Un riconoscimento internazionale per la ricerca traslazionale: Il prof. Livio Provenzi premiato dall’ICIS

In occasione della XXIV edizione del Congresso Biennale dell’International Congress on Infant Studies (ICIS) 2024 che si è tenuta nei giorni 10-12 luglio a Glasgow in Scozia, il professor Livio Provenzi dell’Università di Pavia ha ricevuto il prestigioso premio “Presidential Rising Star in Translational Science”. Questo evento biennale è un’importante vetrina per la comunità scientifica internazionale che si dedica alla promozione della ricerca sullo sviluppo dei bambini dalla nascita ai 3 anni di età. L’ICIS, rinomata per il suo impegno nel sostenere la ricerca infantile, ha istituito questo premio per la prima volta, conferendolo al prof. Provenzi per riconoscere la qualità e l’impatto della ricerca scientifica condotta presso il Laboratorio di Psicobiologia dello Sviluppo (dpb lab), un centro all’avanguardia che Provenzi coordina presso le Neuroscienze Pediatriche dell’IRCCS Fondazione Mondino e il Dipartimento di Scienze del Sistema Nervoso e del Comportamento dell’Università di Pavia. Del laboratorio fanno parte due ricercatrici di Fondazione Mondino (Serena Grumi e Alessandra Raspanti), una ricercatrice accademica (Sarah Nazzari) e due dottorande in Psicologia (Elena Capelli e Miriam Pili), oltre a più di 15 studenti ogni anno.

La Ricerca Traslazionale: Fondamentale nei Primi Mille Giorni di Vita

La ricerca traslazionale rappresenta un ponte fondamentale tra la scienza di base e le applicazioni cliniche, sociali e pratiche.

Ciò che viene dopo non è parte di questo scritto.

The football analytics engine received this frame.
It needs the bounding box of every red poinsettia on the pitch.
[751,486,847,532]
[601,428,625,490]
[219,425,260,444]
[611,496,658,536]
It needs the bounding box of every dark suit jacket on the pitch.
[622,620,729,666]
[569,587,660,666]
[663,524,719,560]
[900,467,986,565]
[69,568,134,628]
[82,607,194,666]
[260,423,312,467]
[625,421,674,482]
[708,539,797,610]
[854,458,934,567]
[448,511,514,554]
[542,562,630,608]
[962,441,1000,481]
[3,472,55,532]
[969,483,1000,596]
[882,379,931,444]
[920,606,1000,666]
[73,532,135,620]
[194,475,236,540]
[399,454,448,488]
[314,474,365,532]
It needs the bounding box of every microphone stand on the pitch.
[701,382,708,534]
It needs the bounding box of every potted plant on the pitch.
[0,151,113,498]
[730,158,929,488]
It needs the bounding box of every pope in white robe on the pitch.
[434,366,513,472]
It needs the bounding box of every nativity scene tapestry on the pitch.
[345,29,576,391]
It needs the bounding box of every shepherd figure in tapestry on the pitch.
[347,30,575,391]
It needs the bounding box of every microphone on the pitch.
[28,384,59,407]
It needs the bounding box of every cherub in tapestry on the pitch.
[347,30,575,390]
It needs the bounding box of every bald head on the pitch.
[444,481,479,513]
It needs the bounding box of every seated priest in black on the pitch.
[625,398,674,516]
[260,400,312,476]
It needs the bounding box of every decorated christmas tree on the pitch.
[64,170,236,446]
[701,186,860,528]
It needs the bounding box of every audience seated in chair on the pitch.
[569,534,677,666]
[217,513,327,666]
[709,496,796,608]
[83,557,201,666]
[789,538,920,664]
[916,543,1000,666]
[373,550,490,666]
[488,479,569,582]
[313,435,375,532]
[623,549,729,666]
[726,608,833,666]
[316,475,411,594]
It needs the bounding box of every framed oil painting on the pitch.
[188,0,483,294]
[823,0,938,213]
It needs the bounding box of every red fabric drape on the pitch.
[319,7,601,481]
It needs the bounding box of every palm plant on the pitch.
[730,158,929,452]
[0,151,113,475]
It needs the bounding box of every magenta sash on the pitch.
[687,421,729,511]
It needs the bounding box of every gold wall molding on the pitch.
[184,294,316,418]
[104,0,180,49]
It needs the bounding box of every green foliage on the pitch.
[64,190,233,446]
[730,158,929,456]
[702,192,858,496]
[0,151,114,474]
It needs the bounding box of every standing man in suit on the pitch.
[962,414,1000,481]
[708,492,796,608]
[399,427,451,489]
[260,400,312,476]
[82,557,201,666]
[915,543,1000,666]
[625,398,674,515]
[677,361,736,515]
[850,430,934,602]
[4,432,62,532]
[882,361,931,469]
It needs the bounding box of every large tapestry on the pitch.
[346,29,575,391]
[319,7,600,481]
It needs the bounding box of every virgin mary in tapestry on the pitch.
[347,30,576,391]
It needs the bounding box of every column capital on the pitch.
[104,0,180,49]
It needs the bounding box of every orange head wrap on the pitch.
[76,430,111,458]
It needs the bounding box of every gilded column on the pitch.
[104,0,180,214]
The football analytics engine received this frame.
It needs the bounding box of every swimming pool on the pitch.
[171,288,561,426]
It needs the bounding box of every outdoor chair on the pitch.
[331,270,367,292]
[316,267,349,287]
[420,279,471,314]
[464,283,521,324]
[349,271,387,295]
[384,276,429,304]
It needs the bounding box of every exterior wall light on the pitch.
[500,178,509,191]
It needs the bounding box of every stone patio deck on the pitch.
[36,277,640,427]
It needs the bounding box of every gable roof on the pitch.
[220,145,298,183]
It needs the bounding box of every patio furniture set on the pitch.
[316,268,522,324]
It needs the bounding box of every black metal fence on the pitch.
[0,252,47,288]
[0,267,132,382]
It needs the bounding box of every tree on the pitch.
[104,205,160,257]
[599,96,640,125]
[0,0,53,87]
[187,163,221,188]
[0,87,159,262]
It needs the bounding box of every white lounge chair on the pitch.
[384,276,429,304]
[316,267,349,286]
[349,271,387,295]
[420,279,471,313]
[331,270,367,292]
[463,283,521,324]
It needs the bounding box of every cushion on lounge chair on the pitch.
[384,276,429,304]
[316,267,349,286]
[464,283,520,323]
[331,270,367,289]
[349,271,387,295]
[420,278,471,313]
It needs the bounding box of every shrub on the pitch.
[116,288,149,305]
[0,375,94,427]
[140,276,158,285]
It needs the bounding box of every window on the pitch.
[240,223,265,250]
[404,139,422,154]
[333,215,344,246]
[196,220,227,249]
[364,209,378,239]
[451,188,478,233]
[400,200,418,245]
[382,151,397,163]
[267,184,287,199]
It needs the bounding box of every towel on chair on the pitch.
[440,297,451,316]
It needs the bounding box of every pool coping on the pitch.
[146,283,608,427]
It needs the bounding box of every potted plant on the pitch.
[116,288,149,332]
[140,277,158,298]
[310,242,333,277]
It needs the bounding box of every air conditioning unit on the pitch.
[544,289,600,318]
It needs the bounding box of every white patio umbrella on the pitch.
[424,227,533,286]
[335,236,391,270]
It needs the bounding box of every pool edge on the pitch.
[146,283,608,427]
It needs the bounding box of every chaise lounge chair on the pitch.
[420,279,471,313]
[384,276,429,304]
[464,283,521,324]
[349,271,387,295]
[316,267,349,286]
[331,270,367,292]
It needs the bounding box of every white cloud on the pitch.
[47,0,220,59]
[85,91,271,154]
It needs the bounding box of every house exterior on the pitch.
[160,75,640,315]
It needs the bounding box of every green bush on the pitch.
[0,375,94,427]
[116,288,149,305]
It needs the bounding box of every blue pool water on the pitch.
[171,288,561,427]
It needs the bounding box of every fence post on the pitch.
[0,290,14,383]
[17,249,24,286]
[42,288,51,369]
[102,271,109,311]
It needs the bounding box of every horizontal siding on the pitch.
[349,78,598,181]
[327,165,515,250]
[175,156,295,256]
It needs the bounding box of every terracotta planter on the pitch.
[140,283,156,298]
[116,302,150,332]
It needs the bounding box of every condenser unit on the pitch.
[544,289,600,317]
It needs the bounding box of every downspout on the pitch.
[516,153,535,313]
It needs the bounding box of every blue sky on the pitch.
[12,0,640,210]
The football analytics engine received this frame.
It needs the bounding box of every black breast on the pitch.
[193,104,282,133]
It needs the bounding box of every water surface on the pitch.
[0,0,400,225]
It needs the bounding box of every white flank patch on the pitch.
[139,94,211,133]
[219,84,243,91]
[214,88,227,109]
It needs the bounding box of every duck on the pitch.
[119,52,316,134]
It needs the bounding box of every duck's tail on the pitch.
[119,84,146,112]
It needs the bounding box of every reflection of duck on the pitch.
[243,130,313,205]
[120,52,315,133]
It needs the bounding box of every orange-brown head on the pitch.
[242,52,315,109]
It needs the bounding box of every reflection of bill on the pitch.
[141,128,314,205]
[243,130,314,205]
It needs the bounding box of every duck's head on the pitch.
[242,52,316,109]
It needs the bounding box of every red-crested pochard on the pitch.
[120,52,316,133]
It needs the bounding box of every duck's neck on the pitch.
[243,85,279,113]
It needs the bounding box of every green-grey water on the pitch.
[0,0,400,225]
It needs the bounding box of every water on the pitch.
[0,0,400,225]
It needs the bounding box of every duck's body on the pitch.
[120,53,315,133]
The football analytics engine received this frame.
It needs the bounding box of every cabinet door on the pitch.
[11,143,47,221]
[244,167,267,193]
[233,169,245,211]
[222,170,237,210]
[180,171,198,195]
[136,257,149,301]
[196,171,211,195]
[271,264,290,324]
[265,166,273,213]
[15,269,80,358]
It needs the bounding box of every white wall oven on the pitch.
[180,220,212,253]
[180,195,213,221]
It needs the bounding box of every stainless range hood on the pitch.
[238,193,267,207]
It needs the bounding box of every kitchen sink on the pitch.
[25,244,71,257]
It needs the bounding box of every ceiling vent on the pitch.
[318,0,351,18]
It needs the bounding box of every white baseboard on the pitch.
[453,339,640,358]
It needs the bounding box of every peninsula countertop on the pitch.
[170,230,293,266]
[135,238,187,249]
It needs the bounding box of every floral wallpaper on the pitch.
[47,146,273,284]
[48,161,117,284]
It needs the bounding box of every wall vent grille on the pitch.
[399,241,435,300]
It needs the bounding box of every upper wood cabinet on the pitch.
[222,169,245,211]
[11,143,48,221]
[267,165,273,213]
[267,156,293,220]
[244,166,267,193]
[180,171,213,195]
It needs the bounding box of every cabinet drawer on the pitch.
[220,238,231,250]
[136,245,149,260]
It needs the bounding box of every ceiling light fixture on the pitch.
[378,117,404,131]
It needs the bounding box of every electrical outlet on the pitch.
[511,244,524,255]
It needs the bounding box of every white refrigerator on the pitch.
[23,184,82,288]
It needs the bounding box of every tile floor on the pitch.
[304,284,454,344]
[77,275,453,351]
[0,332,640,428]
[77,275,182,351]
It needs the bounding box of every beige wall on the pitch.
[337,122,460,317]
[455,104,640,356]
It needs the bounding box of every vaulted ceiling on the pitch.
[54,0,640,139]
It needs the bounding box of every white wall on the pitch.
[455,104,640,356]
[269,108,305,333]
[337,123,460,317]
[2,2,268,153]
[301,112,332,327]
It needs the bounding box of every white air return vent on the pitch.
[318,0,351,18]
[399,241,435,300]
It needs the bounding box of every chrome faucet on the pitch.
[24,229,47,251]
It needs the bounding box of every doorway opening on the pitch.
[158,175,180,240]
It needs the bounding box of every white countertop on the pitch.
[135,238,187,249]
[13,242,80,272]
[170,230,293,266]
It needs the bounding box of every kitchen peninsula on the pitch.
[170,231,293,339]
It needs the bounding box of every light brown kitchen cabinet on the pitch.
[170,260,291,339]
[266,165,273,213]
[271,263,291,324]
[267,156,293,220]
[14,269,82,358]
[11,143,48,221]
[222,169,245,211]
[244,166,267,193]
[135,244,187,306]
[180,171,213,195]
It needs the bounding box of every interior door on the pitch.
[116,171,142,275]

Nei primi mille giorni di vita, che vanno dalla concezione ai due anni, il cervello del bambino attraversa un periodo di sviluppo critico e rapidissimo. Durante questa fase, i processi di crescita neurologica e fisica sono particolarmente influenzabili dalle esperienze ambientali e dalle interazioni con i genitori e in generale il contesto di cura.

“I genitori non sono un insieme di competenze, ma un luogo, un posto” sostiene il prof. Provenzi, “sono il luogo in cui avviene la crescita e lo sviluppo dei bambini. Prendersi cura di questo luogo è una priorità”.

Infatti, gli interventi a favore della genitorialità basati su evidenze scientifiche in questo periodo possono avere un impatto significativo e duraturo sullo sviluppo e sul benessere del bambino, prevenendo possibili difficoltà future e promuovendo uno sviluppo sano e armonioso. La ricerca traslazionale, quindi, non solo approfondisce la nostra comprensione scientifica di questi processi, ma traduce queste conoscenze in interventi pratici che possono essere applicati nelle cure quotidiane e nelle politiche sanitarie.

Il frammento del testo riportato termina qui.